Error: SIGILL (signal SIGILL: illegal instruction)
At a weird line in the code, I am getting this error. which points to a closing curly bracket of an if condition. After googling, I am assuming it is some kind of architecture flag issue. I am using same flags which were used for GCC.
Note: I am currently working on Arm build.
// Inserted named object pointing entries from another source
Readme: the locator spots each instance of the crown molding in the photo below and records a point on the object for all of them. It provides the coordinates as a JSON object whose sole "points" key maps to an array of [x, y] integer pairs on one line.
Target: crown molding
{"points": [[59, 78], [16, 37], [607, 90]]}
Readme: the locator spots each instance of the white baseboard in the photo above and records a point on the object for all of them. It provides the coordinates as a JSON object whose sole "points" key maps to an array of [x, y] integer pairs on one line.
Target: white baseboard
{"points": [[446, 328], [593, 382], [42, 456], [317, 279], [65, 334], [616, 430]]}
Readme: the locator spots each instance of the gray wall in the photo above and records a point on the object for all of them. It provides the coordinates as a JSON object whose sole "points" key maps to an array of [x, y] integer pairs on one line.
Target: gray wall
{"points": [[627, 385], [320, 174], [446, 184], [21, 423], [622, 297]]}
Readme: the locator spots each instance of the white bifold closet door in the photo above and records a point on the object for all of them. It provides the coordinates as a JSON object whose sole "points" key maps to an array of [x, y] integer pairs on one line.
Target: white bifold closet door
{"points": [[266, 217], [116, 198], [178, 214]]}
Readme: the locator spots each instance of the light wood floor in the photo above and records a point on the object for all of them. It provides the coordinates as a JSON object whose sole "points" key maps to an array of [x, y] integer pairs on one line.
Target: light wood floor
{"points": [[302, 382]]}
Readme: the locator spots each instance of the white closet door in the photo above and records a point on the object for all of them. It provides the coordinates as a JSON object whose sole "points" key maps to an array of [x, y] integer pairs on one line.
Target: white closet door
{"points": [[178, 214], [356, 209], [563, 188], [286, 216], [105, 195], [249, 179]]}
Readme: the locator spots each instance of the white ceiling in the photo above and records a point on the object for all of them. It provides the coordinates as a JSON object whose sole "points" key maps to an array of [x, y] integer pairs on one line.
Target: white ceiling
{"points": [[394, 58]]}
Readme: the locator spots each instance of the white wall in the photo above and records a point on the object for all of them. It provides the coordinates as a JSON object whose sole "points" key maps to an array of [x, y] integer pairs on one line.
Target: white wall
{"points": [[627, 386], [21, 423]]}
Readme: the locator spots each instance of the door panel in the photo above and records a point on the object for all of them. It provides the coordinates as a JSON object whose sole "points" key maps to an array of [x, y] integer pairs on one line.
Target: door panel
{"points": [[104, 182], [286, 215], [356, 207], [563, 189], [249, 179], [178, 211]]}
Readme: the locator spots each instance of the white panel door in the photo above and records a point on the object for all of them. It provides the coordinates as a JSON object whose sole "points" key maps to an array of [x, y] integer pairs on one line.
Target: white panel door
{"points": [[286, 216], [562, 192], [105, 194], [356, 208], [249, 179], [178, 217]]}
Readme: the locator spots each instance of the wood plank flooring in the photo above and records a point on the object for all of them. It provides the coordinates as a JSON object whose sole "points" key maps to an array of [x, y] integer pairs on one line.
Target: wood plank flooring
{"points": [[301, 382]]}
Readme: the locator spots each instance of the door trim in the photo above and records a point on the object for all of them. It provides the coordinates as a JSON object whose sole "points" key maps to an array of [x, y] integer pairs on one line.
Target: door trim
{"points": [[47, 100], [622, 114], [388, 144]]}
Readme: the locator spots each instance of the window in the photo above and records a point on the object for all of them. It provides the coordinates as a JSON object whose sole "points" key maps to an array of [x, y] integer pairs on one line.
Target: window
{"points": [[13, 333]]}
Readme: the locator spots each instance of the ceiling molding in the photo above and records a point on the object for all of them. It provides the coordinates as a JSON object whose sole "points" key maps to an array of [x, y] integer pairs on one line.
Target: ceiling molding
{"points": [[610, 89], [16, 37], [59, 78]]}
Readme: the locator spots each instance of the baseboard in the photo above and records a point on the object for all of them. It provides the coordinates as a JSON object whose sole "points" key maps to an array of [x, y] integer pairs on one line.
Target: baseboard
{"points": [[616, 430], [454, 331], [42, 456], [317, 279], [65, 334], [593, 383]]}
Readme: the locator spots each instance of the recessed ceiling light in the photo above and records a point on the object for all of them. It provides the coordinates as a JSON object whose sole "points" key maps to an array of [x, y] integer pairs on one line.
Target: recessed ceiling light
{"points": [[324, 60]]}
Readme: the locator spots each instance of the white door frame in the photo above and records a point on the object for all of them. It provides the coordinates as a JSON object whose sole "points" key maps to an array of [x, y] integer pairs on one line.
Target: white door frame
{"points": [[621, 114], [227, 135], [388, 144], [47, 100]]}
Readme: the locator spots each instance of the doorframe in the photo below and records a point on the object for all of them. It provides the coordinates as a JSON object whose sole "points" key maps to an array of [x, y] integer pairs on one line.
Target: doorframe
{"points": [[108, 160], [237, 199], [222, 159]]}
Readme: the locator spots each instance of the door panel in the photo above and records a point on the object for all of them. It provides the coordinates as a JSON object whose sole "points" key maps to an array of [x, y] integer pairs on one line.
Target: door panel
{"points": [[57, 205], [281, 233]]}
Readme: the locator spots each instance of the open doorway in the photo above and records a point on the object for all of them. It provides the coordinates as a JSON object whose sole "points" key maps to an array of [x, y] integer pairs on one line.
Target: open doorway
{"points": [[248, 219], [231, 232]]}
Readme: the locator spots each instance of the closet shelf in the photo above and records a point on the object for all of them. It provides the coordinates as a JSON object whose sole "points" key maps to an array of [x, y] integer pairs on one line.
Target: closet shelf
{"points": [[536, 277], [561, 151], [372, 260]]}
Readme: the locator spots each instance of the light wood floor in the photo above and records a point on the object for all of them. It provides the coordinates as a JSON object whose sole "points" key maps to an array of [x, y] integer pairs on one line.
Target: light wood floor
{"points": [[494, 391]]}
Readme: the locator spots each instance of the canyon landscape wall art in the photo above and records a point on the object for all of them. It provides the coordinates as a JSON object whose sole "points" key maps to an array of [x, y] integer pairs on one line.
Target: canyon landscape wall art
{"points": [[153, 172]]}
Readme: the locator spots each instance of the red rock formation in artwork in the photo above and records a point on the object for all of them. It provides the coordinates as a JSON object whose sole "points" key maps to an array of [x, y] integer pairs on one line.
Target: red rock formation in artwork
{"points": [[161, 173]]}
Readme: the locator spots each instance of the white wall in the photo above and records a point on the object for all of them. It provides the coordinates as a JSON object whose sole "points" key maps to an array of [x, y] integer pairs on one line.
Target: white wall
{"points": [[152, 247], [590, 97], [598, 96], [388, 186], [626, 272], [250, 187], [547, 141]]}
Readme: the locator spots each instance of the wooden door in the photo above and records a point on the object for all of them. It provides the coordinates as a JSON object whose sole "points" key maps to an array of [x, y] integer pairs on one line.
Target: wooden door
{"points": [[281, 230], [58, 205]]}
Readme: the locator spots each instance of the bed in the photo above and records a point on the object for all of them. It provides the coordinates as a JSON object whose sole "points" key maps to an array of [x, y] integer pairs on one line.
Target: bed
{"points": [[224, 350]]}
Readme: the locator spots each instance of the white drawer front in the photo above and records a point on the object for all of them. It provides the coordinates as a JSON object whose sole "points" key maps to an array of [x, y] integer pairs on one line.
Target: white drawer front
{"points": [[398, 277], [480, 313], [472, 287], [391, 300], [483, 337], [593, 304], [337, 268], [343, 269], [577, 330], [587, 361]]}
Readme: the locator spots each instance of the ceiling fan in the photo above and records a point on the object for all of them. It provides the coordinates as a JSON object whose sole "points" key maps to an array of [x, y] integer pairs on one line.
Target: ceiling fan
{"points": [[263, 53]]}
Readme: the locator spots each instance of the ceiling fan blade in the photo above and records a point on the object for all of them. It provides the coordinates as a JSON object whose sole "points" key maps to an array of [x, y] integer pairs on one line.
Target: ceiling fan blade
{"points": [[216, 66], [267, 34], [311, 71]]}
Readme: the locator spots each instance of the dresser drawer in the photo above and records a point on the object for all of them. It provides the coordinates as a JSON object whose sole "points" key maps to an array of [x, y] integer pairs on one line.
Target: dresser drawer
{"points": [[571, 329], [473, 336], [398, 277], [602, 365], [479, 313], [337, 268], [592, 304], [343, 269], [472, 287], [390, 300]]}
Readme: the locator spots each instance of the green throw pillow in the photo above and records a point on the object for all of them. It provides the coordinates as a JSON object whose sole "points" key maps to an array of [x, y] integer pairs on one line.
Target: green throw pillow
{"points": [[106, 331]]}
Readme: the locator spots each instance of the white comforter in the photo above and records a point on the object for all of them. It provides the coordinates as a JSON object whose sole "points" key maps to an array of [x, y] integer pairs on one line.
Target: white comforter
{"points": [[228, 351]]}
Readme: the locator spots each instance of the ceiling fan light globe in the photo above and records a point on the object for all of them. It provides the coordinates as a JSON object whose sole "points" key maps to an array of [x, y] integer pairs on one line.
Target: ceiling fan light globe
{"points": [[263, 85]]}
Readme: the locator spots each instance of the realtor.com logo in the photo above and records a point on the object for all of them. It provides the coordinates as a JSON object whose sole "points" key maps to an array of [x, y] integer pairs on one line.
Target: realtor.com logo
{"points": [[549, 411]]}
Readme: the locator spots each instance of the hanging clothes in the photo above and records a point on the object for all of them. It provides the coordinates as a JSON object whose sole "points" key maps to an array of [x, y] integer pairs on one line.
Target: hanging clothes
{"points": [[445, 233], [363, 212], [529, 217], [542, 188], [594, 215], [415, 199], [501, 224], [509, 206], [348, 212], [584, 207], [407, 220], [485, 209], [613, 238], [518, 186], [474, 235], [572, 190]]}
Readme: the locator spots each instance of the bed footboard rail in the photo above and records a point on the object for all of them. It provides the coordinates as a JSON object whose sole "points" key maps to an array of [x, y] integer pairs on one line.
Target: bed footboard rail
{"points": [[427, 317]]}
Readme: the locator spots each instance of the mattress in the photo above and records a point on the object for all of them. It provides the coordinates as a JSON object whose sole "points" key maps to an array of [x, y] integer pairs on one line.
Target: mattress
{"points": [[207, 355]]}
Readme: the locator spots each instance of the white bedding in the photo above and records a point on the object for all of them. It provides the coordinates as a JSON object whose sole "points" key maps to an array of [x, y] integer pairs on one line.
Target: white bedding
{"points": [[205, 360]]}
Here are the architecture flags for ARM7:
-march=armv7-a -mfloat-abi=softfp -mfpu=vfpv3-d16 -mtune=cortex-a8 -mthumb -DTARGET_THUMB2
Can anyone help me debug this issue? Is there any issue with the flags with clang?
Thanks,
Rohit Kumar
Glad to help. CCing ML for the record.
Hi,
foo() has undefined behavior if i==0 (lack of return statement)
6.6.3 para 2:
Flowing off the end of a function is equivalent to a return with no
value; this results in undefined behavior
in a value-returning function.
clang generates an invalid instruction for undefined behavior.
This is not ARM-specific.
Compiler Explorer’)),version:4
That ud2 instruction is the machine code for undefined behavior.
Csaba
Hi,
foo() has undefined behavior if i==0 (lack of return statement)
6.6.3 para 2:
Flowing off the end of a function is equivalent to a return with no
value; this results in undefined behavior
in a value-returning function.
clang generates an invalid instruction for undefined behavior.
This is not ARM-specific.
Note that this is C++-specific; it is only undefined behavior in C if the result is used by the caller.
John.
Thanks guys, the issue is resolved now. It was a more trivial fix. Gcc was not giving any error neither on compile time nor on run time. Clang was giving error on runtime.
It was an issue with a function which was supposed to return a Boolean but it wasn’t. I could not figure it out earlier because debugging was not working. But when I got it working I could pinpoint the function, someone from llvm-dev thread suggested to check for such a function. So, finally it got fixed.